Saturday, May 27, 2006

 

Namibia






Winhoek is a distant memory. Once we left, the road got slightly hillier and people started talking about the finish. The eight riders who joined us in the last month, and were just starting their own adventure, bit their tongues to put up with 50 cyclists who spoke of little other than the end. We were putting in long days of riding when mentally we were already there. With a set routine and the end in sight (so to speak, we still had a couple thousand km’s), we became antsy for distractions from the agony of waiting for the finish line. We came up with a few. The evenings were now peppered with events. Prophet-run blindfolded tent-erection contests, tire-changing races, trivia, and singing and playing music about the trip entertained our big family. Throw in a naked kilometer in Namibia (that was extended to 15km to the amusement/utter confusion of the locals), some funky riding tricks (see Superman pic), a great crash (riding 50km/h downhill into a dam with unseen knee-deep water while blaring rock’n’roll on the headphones), and preparations for the finish, and I had enough to keep me laughing all the way to Cape Town. On that note I’ll add a little story about my friend Tom Baxter.
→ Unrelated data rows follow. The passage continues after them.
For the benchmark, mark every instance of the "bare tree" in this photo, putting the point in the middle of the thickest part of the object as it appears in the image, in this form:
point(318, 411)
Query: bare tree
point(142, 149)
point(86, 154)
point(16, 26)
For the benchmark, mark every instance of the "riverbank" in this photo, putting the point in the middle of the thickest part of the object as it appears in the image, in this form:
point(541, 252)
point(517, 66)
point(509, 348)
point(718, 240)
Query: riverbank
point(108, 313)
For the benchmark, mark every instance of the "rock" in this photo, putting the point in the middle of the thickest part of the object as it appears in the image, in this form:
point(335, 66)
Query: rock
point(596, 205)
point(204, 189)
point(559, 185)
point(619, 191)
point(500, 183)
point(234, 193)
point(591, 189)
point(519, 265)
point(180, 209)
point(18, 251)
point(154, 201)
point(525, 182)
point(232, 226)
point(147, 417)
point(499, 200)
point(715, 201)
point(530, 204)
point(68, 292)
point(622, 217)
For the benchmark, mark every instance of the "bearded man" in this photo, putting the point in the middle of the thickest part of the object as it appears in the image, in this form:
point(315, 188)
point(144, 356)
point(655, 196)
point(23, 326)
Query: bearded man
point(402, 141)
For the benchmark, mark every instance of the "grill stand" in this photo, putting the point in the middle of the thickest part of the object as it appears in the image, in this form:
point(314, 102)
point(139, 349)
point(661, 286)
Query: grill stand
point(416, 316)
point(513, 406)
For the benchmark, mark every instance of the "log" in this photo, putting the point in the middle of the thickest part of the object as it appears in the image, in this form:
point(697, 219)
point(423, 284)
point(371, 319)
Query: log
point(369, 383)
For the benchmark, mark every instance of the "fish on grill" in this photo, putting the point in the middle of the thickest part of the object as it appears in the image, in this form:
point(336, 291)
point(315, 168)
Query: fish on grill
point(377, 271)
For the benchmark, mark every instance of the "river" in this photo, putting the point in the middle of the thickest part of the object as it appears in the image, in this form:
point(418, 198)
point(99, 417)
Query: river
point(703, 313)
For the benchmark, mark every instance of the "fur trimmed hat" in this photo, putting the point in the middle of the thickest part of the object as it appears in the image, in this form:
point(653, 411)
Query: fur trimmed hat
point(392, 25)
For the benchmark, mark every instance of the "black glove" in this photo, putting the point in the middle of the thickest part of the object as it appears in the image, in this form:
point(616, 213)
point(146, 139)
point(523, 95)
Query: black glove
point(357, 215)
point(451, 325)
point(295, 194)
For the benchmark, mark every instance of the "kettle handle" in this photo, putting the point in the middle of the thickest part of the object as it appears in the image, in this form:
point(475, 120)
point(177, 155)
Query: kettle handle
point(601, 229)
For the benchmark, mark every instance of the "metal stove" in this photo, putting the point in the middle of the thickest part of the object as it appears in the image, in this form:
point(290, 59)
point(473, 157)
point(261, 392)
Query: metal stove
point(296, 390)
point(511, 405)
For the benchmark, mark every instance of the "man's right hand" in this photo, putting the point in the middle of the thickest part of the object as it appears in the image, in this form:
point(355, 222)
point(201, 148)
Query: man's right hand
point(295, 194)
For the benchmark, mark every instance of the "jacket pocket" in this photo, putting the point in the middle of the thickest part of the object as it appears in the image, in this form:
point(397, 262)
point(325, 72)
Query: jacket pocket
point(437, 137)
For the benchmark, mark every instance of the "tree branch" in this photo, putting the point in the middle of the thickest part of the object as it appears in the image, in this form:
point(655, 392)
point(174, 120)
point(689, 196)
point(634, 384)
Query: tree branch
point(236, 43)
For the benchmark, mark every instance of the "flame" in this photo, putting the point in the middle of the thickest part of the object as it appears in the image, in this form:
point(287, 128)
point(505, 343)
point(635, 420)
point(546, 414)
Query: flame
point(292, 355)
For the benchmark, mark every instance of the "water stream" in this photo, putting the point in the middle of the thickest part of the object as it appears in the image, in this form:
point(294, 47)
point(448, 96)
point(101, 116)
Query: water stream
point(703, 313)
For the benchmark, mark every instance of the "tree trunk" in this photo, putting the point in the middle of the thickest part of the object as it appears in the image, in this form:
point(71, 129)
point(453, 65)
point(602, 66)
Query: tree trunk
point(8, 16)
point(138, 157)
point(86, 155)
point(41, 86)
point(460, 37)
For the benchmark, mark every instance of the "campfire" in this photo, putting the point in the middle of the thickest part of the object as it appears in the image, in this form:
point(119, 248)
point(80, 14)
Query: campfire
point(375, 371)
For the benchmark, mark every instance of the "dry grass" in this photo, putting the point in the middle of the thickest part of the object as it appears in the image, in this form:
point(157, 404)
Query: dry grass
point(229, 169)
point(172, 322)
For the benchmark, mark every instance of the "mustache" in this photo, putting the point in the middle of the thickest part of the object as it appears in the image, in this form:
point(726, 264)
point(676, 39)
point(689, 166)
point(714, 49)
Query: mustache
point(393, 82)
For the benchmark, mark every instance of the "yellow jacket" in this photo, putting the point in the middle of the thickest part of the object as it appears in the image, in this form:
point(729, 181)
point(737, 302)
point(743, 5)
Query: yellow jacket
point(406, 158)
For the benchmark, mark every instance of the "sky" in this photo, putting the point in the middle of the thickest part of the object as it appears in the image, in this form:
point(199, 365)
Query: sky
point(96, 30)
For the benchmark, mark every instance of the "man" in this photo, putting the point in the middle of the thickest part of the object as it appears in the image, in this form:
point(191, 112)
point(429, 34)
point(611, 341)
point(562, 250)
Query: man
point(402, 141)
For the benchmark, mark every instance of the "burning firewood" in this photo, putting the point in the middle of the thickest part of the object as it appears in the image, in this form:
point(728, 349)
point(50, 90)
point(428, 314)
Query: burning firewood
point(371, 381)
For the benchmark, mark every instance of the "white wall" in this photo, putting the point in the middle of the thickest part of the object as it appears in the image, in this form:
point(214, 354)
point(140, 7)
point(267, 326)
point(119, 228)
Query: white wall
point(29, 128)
Tom joined us at Victoria Falls, and despite being a ‘new fish’ he integrated into the group quite comfortably, to the point of being one of the few to participate in the much-anticipated naked kilometer. This is a legacy performed on many bike tours, not just a perverted gag, so on a sunny day in Namibia five of us decided our tour deserved the honor as well and stripped down. With our biking clothes in our packs and tied around our handlebars, and lots of giggling, we began our bold trek. Having been in biking gear for 14 weeks the change was actually quite comfortable and welcome, to the point of out-weighing any shyness, so we decided to keep going. Plus there wasn’t much traffic. After six or seven kilometers we noticed Tom was missing. He was having fun when we last saw him, and standing around naked is much more awkward than riding naked (I don’t know exactly why, but can tell you it is), so we kept going. We would later learn that Tom, in his eagerness or anxiety, had left his clothes on the side of the road. This meant doubling back naked to get them, which would not be a big deal except that there was a significant contingent of 30 or so slower (and generally older/more mature) riders behind us that he would have to pass, naked, on his way back to look for his shorts in the desert. Our plan, when we discovered this eventuality, was to deny the existence of any ‘naked kilometer’ event to the rest of the group, singling Tom out as a rogue unaccompanied backwards-riding nudist. Tom, however, revealed his plight to another rider who happened to have been wearing two pairs of biking shorts (to alleviate saddle-sores) and got away with the blunder to everyone else’s chagrin.

At this point I must honor Lyle, a fellow Canadian and good friend throughout the trip, who heard about the naked kilometer while passing other riders on the road. Not wanting to be left out, Lyle stripped bare and rode, otherwise as usual, with his (clothed) wife Krista, to the bewilderment of riders passed and passing, not to mention traffic, who knew nothing about the naked kilometer.

We are fast approaching Cape Town. Just a matter of carrying out the routine and keeping the legs moving for another couple weeks.